The reasons for the relative decline in the U.S. travel market are complex, but clearly the new security dictates are part of the explanation. Requiring personal interviews and biometric collection for nearly all visa applicants has surely increased the security of the visa process that was found so wanting pre-9/11. However, we need to recognize the economic impact of this security: we welcomed 2.4 million fewer overseas visitors in 2009 than in 2000, and the failure to simply keep pace with the growth in international long-haul travel since 2000 has cost our economy an estimated $509 billion in total spending and $32 billion in direct tax receipts.

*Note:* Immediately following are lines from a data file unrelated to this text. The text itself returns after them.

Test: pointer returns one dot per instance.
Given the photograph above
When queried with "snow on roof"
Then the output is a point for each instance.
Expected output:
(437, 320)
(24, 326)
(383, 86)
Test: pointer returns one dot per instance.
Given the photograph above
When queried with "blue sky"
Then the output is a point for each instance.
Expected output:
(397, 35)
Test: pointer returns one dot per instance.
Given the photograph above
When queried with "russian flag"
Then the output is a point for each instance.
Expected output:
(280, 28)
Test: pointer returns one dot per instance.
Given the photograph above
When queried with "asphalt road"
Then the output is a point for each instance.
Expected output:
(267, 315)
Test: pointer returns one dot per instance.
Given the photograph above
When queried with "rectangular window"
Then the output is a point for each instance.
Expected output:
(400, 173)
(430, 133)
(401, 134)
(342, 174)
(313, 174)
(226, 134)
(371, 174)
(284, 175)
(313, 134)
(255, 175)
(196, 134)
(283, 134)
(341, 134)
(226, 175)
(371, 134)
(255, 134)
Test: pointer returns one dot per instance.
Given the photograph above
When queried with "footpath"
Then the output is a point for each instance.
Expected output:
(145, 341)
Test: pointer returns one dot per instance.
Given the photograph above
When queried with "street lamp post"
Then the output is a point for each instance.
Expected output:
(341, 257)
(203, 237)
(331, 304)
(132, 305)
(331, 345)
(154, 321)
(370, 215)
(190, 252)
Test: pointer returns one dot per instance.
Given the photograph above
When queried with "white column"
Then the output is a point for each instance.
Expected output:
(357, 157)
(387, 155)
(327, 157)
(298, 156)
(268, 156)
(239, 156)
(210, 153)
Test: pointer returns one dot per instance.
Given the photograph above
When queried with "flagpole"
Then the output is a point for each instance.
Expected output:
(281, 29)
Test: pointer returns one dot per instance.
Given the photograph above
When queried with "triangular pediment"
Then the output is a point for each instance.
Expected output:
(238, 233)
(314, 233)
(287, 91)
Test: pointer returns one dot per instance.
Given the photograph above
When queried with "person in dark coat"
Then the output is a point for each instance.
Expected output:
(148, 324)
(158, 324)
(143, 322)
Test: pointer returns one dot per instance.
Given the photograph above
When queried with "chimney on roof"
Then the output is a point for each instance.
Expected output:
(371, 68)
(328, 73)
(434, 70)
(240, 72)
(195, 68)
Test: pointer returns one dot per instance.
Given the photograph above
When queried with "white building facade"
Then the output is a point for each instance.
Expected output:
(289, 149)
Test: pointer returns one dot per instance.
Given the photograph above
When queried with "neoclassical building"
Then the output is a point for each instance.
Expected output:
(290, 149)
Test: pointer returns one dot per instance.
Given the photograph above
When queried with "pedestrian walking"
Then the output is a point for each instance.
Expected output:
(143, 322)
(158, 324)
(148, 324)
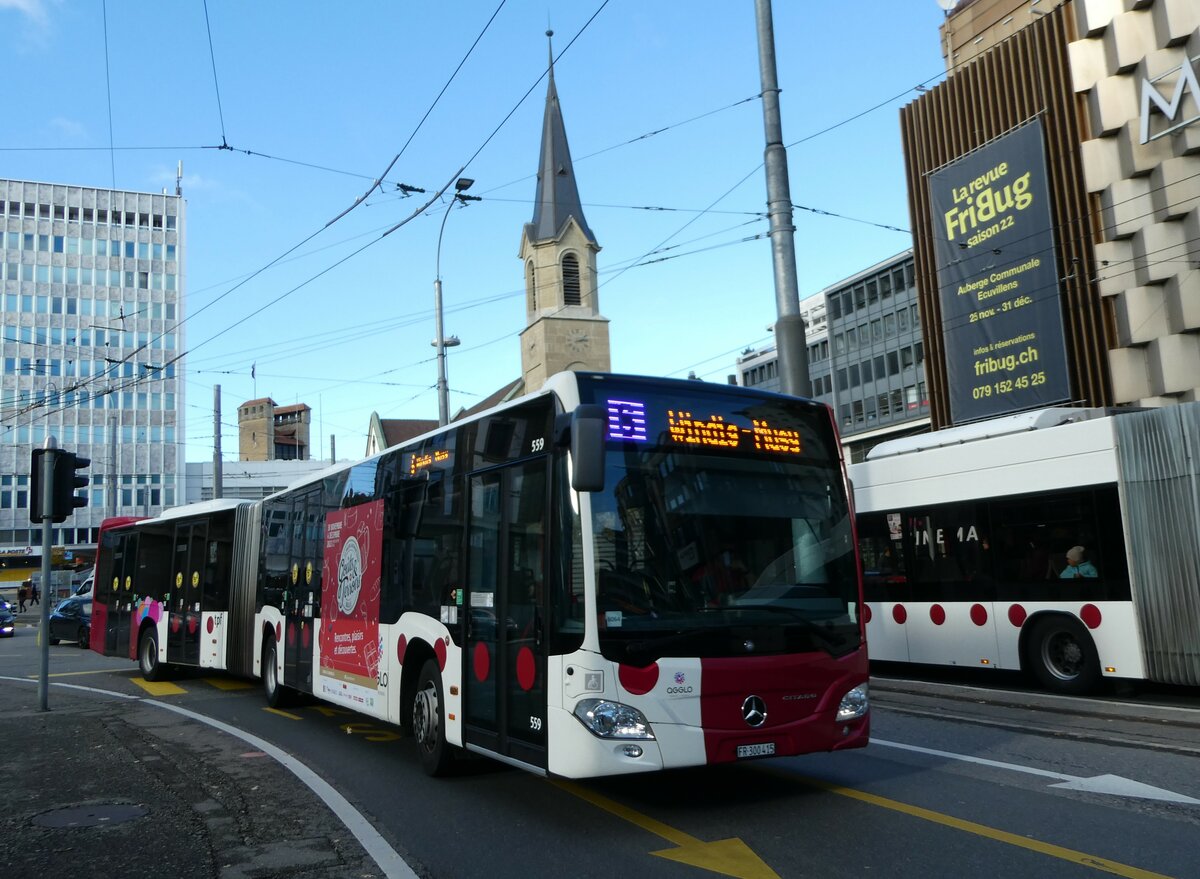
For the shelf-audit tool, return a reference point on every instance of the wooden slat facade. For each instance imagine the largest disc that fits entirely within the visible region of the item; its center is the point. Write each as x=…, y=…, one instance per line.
x=1025, y=76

A principal reason for this lag in visitation is insufficient access to a U.S. consulate. Visa applicants are required to undergo a personal interview at a U.S. consulate as part of the visa application process. However, in large countries like Brazil or India, our consulates are so limited and far apart that this physical distance discourages scores of potential visitors from even applying for a visa. For example, the United States has only four consulates in Brazil, which has a total land area greater than the continental United States. The cost, planning and effort associated with traveling hundreds of miles to the nearest U.S. consulate deter legitimate travelers from attempting to visit the United States. Constructing and staffing new consulates with the requisite security is an expensive and long-term process. This problem can be addressed in part through videoconferencing technology. Expanding access to visa reviews will help put the United States on track to reach these export goals.

Moreover, videoconferencing technology represents a breakthrough in security. Some have doubted that videoconferencing is as secure as a face-to-face interview. As technology continues to evolve, however, videoconferencing is a viable option that will not sacrifice U.S. security efforts. In fact, today’s technology offers superb video quality with the ability to capture and record detailed images not discernible to the naked eye. Interviews by video can be recorded, which provides obvious benefits in security reviews and training for new employees. It may also be possible to involve more highly-trained investigators in the interview process with the expense of deploying government employees overseas. Additionally, the use of encryption technologies can capture documents, fingerprints and other biometric data during the interviews in order to maintain the highest level of security.

Videoconferencing is already regularly in use by the State Department for many other sensitive purposes at every U.S. consulate abroad. Under the Rice-Chertoff Initiative announced in 2006, the Departments of State and Homeland Security recommended testing videoconferencing technology as one potential tool to help increase access to the visa process. However, the State Department has concluded that it needs specific legal direction from Congress to pilot-use videoconferencing technology for visa interviews to move forward. The Senate included legislative language in their FY2011 State, Foreign Operations, and Related Programs Appropriations bill, stating that the Secretary of State may develop and conduct a two-year pilot program for the processing of tourist visas using secure remote videoconferencing technology as a method for conducting visa interviews of applicants. Our ability to physically build our way out of this dilemma is limited, and we need to be more creative in securing the international travel system that is so valuable to our economy and foreign policy.

Hopefully this language will survive the legislative process and bring modern technology to bear on this serious problem.